A total of 40 patients (73% female, mean age 47.7 ± 8.3 years, mean pain intensity 59.4 ± 12.5 mm, measured by a visual analog scale [VAS] 0-100 mm) were included. After 26 weeks, there was an improvement in the VAS pain score in the whole population (mean difference to baseline -33.1 mm [95% CI -40.5 to -25.7]), as well in the patients with the four diseases: CNP (-33.7 mm [-54.7 to -12.6]), CLBP (-28.2 mm [-47.9 to -8.4]), CSP (-32.4 [-46.8 to -18.0]), and CKP (-38.1 mm [-49.1 to -27.0]). Regarding disease-specific outcomes, we found improvements in CNP, as measured by the neck disability index (scale 0-50; mean difference -3.6 [-9.0 to 1.9]), CLBP, as measured by the low back pain rating scale (scale 0-60; -3.4 [-12.5 to 5.7]), CSP, as measured by the disabilities of the arm, shoulder and hand score (scale 0-100; -13.4 [-23.1 to -3.7]), and CKP, as measured by the Western Ontario and McMaster Universities Osteoarthritis Index (scale 0-96; -13.0 [-23.5 to -2.5]). These improvements persisted through week 52. No adverse events were observed.

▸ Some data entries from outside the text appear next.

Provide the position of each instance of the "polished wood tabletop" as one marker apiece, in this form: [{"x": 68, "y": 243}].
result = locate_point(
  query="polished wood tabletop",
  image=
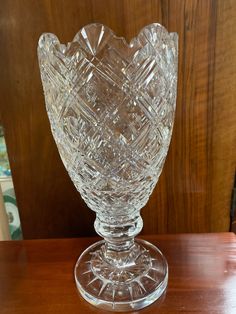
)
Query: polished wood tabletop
[{"x": 36, "y": 276}]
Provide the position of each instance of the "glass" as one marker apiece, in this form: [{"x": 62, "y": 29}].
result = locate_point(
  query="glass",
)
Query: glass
[{"x": 111, "y": 108}]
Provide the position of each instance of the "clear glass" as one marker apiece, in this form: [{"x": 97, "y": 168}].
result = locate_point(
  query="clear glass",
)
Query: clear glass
[{"x": 111, "y": 108}]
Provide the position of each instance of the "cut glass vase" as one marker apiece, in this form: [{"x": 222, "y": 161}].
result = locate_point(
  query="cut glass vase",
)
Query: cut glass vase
[{"x": 111, "y": 108}]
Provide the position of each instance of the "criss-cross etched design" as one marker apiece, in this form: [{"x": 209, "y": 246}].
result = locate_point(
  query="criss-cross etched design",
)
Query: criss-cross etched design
[{"x": 111, "y": 108}]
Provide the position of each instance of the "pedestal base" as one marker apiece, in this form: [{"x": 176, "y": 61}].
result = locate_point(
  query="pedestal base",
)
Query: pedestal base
[{"x": 118, "y": 286}]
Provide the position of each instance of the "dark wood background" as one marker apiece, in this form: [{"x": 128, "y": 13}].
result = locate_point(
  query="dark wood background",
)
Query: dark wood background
[{"x": 193, "y": 193}]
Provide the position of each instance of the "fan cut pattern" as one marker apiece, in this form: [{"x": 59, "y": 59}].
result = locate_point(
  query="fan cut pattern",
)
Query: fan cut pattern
[{"x": 111, "y": 107}]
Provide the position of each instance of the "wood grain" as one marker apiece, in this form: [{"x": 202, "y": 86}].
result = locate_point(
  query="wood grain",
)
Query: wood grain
[
  {"x": 193, "y": 193},
  {"x": 36, "y": 276}
]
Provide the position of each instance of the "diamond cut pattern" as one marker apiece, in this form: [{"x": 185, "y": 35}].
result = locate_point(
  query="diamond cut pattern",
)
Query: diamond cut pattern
[{"x": 111, "y": 108}]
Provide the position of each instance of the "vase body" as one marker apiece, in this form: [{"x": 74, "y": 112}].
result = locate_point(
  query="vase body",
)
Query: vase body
[{"x": 111, "y": 108}]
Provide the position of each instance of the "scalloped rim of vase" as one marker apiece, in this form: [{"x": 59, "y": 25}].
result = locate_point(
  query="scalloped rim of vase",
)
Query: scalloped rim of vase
[{"x": 64, "y": 46}]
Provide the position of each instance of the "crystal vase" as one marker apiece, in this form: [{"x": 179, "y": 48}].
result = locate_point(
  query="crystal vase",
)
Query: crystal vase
[{"x": 111, "y": 108}]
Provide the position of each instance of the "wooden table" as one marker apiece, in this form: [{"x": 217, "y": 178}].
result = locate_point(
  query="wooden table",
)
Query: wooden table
[{"x": 36, "y": 276}]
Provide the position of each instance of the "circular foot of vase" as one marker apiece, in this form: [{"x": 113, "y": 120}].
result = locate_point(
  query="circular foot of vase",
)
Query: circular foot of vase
[{"x": 132, "y": 285}]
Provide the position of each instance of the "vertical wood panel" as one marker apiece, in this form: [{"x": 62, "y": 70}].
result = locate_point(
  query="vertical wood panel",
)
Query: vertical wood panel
[{"x": 193, "y": 193}]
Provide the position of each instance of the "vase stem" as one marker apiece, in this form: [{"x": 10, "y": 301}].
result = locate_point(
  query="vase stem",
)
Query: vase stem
[{"x": 118, "y": 233}]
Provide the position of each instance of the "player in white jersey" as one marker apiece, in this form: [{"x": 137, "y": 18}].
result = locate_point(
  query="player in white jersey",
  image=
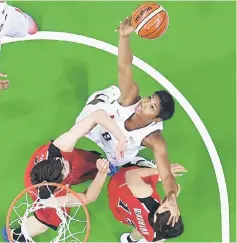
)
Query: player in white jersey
[{"x": 141, "y": 119}]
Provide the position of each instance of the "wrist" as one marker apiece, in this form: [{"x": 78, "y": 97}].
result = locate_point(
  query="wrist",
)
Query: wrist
[{"x": 124, "y": 35}]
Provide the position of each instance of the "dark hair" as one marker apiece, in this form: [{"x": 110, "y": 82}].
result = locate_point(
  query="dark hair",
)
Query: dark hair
[
  {"x": 164, "y": 231},
  {"x": 47, "y": 171},
  {"x": 167, "y": 105}
]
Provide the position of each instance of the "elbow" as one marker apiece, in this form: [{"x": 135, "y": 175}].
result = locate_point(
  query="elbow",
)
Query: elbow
[{"x": 90, "y": 199}]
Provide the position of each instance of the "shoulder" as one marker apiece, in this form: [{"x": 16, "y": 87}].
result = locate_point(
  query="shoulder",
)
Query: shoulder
[
  {"x": 130, "y": 99},
  {"x": 154, "y": 140}
]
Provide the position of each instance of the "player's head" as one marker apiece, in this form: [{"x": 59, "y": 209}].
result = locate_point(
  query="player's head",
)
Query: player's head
[
  {"x": 50, "y": 170},
  {"x": 164, "y": 231},
  {"x": 158, "y": 107}
]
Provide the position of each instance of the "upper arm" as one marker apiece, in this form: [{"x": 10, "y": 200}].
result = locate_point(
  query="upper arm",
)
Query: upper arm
[
  {"x": 136, "y": 185},
  {"x": 128, "y": 87}
]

The study observed beneficial changes along and after the OM treatment in addition to routine care in patients with four different CMPDs. High-quality, multicenter randomized controlled trials are strongly needed to compare the effectiveness of OM and standard care interventions in treating CMPDs in the future. We have provided sufficient data for sample size calculations for these trials.
患有慢性肌肉骨骼疼痛疾病(CMPD)的患者经常接受整骨疗法(OM),尽管疼痛疾病患者的变化仍未得到充分研究。本研究旨在观察除常规护理外,在四种 CMPD 患者中,OM 治疗对疼痛、功能和生活质量的影响。
在这项具有随访的观察性试验中,患有慢性颈痛(CNP,n=10)、慢性下腰痛(CLBP,n=10)、慢性肩痛(CSP,n=10)或慢性膝痛(CKP,n=10)的患者在常规护理的基础上接受了最多 6 次 OM 治疗。
共有 40 名患者(73%为女性,平均年龄 47.7±8.3 岁,平均疼痛强度 59.4±12.5mm,用视觉模拟评分量表[VAS]0-100mm 测量)入组。26 周后,全人群的 VAS 疼痛评分均有所改善(与基线相比的平均差异为-33.1mm[95%CI-40.5 至-25.7]),四种疾病患者也均有所改善:CNP(-33.7mm[-54.7 至-12.6])、CLBP(-28.2mm[-47.9 至-8.4])、CSP(-32.4mm[-46.8 至-18.0])和 CKP(-38.1mm[-49.1 至-27.0])。在疾病特异性结局方面,我们发现 CNP 有所改善,用颈痛残疾指数(量表 0-50;平均差异-3.6[-9.0 至 1.9])、CLBP 用腰痛评定量表(量表 0-60;-3.4[-12.5 至 5.7])、CSP 用手臂、肩膀和手残疾量表(量表 0-100;-13.4[-23.1 至-3.7])和 CKP 用西部安大略省和麦克马斯特大学骨关节炎指数(量表 0-96;-13.0[-23.5 至-2.5])测量。这些改善持续到第 52 周。未观察到不良事件。
本研究观察到除常规护理外,在四种不同 CMPD 患者中,OM 治疗在治疗过程中和治疗后均有有益的变化。未来,我们强烈需要高质量、多中心的随机对照试验来比较 OM 和标准护理干预在治疗 CMPD 方面的效果。我们已经为这些试验的样本量计算提供了足够的数据。